Tichys Einblick
„König“, „Kaiser“, Kaiserin“ und Moskva

Wenn Moskau im Sturm untergeht – das Problem mit den Namen

Im Japanisch-Russischen Krieg 1904 bis 1905 verlor der Zar letztlich seine gesamte hochseetaugliche Flotte. Allein an Schlachtschiffen versenkten die Japaner in Port Arthur die „Retwisan“, die „Zessarewitsch“, die „Petropawlowsk“ und die „Sewastopol“.

IMAGO / SNA

Die russische Marineführung hat es eingestanden: Der 1983 in Dienst gestellte Raketenkreuzer „Moskwa“ ist im Schwarzen Meer gesunken. Die ukrainischen Verteidigungskräfte machen dafür zwei Treffer ihrer modernen Neptun-Raketen verantwortlich. Die russische Seite spricht von einem nicht näher verifizierten Feuer an Bord, welches die Munition entzündet habe, woraufhin das Schiff manövrierunfähig gewesen sei. Beim Versuch, den havarierten Kreuzer nach Sewastopol zu schleppen, sei das Schiff in einen schweren Sturm geraten und gesunken.

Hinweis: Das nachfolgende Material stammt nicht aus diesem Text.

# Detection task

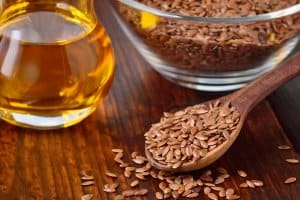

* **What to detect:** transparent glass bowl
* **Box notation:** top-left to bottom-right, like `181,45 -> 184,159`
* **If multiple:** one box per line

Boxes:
112,0 -> 300,91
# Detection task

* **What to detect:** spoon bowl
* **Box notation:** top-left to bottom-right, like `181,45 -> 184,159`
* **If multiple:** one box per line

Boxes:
145,52 -> 300,172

Die Symbolik in der Marinegeschichte

So weit, so die Erzählungen aus den jeweiligen Hauptquartieren. Nun sind zwar Korruption und Schlendrian in der russischen Armee Legende, doch die Wahrscheinlichkeit, dass beispielsweise beim Flambieren in der Kombüse ein Küchenbrand ausbricht, der dann ungehindert die Munitionskammer ergreift, ist wenig plausibel. Am Ende allerdings spielt es auch keine Rolle – mit der Moskva ist so oder so mehr als nur ein Schiff untergegangen.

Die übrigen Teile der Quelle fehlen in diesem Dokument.